4 Best Practices for Secure Online Payment Processing
Merchants who build any kind of payment system must manage payments securely for a range of reasons. Beyond the somewhat obvious reality that protecting the details and finances of their customers is a key element of building a long-term business relationship, there are very real consequences to security failures. In the most extreme cases, merchants can suffer crippling fines, and, ultimately, lose the ability to accept credit card payments at all. In addition, an insecure payment system can lead to damaging data breaches, exposing customers to identity theft and fraud, and creating significant legal liability for the merchant.
Here are four tips and methods for securely managing payments.
Tip 1: Keep PII outside your security perimeter
Hackers and thieves can’t steal what you don’t have! As a bonus, if you keep users’ personally identifiable information (PII) outside your IT environment, you can avoid most of the requirements to adhere to the PCI-DSS standard.
So how do you avoid the PCI-DSS requirement?
There are a number of ways to do it, including signing on with full-service payment service provider (PSP), also known as a hosted gateway, These providers allow you to secure your online payment processing by actually receiving and storing all personal and credit card information into their own secure vault, and providing you with only a token. This keeps you out of the scope of PCI-DSS, although it does mean both paying relatively high transaction fees, and giving up control of those customer details, so that moving to a different PSP may make it impossible, or at least very expensive, to retain access.
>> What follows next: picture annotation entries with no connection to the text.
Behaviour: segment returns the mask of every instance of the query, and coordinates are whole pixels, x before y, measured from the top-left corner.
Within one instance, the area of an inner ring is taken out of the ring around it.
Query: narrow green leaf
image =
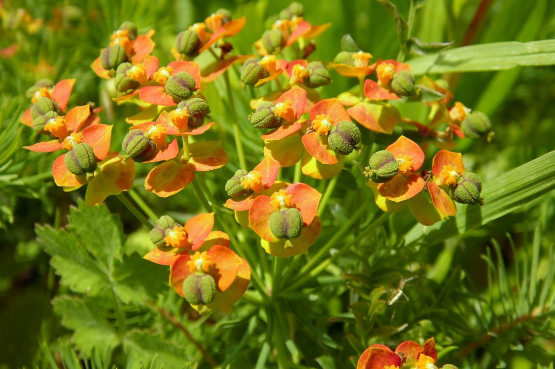
[[[457,204],[457,216],[425,227],[417,224],[405,237],[407,245],[434,245],[463,234],[509,213],[555,188],[555,151],[484,184],[482,206]]]
[[[555,64],[555,40],[497,42],[457,48],[408,62],[415,75],[510,69]]]

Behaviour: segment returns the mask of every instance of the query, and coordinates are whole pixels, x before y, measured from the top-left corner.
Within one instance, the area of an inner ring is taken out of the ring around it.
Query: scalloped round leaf
[[[398,109],[390,104],[359,102],[347,112],[368,129],[390,135],[401,121]]]
[[[160,197],[168,197],[187,187],[194,177],[190,165],[170,160],[150,171],[145,180],[144,187],[147,191]]]
[[[416,175],[397,175],[389,182],[378,185],[380,194],[392,201],[400,202],[413,197],[424,189],[424,180]]]
[[[280,258],[308,254],[309,248],[316,241],[321,230],[322,222],[320,217],[316,216],[309,226],[302,228],[300,235],[296,238],[282,239],[276,242],[260,239],[260,245],[268,254]]]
Tip 2: Don’t rely on encryption alone for stored data
For those merchants who do choose to store PII within their own environment, it is important to go beyond encryption in building a payment process that is truly secure. The challenge with encryption is simple: it is simply a scrambled version of the real data. Thus, if someone can get access to the decryption key (or can crack it with a sophisticated computer program), they can gain access to the original data.
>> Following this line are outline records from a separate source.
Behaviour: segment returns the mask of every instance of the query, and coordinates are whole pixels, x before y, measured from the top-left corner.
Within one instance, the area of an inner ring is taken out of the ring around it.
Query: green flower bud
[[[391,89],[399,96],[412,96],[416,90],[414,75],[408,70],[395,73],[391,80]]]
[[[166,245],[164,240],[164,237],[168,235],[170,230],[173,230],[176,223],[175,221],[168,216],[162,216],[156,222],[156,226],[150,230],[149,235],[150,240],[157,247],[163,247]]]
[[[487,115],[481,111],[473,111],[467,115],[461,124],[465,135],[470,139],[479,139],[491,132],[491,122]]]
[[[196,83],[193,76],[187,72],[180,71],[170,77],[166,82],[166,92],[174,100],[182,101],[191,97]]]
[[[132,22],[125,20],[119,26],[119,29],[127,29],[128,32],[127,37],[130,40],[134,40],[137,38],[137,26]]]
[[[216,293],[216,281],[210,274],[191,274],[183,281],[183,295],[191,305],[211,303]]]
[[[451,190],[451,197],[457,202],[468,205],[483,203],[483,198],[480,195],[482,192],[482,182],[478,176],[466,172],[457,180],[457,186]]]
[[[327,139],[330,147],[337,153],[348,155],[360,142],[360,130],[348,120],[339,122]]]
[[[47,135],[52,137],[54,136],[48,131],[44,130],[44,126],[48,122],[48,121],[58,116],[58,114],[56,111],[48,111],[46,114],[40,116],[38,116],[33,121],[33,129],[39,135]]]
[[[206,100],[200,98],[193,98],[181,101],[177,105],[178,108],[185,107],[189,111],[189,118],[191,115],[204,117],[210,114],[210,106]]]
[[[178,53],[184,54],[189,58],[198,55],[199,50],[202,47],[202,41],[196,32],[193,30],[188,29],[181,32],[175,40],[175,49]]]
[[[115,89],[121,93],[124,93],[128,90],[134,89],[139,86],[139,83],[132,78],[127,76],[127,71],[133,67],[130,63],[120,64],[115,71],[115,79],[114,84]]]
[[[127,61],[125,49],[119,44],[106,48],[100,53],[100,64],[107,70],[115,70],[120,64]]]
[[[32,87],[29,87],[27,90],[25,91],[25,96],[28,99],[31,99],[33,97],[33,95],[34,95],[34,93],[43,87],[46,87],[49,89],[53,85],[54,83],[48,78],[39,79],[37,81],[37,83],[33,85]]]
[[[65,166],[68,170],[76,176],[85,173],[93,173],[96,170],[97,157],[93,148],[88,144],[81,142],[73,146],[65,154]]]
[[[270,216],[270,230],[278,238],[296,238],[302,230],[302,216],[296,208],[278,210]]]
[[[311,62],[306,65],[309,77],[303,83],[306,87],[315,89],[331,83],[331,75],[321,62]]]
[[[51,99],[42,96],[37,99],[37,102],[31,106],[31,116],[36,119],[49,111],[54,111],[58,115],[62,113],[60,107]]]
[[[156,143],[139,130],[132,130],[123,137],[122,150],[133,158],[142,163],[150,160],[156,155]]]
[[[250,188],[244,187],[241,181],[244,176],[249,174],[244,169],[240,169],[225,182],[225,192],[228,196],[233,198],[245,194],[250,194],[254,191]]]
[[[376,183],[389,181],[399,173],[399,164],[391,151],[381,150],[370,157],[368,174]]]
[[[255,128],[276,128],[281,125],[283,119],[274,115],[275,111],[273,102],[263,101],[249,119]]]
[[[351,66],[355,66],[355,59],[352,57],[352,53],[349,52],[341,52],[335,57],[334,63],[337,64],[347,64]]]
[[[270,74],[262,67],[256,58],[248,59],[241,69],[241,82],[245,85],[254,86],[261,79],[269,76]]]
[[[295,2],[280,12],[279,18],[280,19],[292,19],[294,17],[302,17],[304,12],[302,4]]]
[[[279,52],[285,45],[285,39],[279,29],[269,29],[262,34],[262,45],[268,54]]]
To avoid this, it is important to go beyond encryption and take on tokenization. In a nutshell, tokenization is a process of exchanging underlying data for an unrelated string, which acts as a reference to a place where the real data is stored, known as a token vault. This way, even if someone decrypts the stored token, it still isn’t the information they need.
Tip 3: Don’t let employees have access to data they can carry out of the building
If there’s one thing any security expert will tell you, it is that the weakest link in substantially any security scheme is the people. So building a secure payment system needs to take into account ensuring that employees can’t extract information to use for unapproved purposes.
This is another situation where tokenization can make the difference. Employees should have access to only the data they need when they need it (i.e. bring up the payment details of one transaction at a time, not search for a group of related sales), and it should not be in a form that is easily copied to electronic media. For instance, providing a browser-based interface, where only the necessary information for a given transaction is shared on screen is highly secure. Using a token vault to store this information delivers ultimate security, as there is no way for an employee to do a search on internal systems; instead, they simply bring up screens that are fed by information called on an as-needed basis from the token vault.
Tip 4: Select a reliable tokenization service provider
The best way to create a secure payment process, while avoiding PCI-DSS requirements, and securing customer PII against breach, is to select a reliable tokenization service provider (TSP), like Basis Theory. Your TSP will provide APIs that ensure PII never enters your environment, and is therefore unavailable to be breached; will deliver a token vault that is PCI-DSS Level One certified, and can only be accessed by designated entities; and will help you to build employee interfaces that repel efforts to collect, store, and remove customer PII.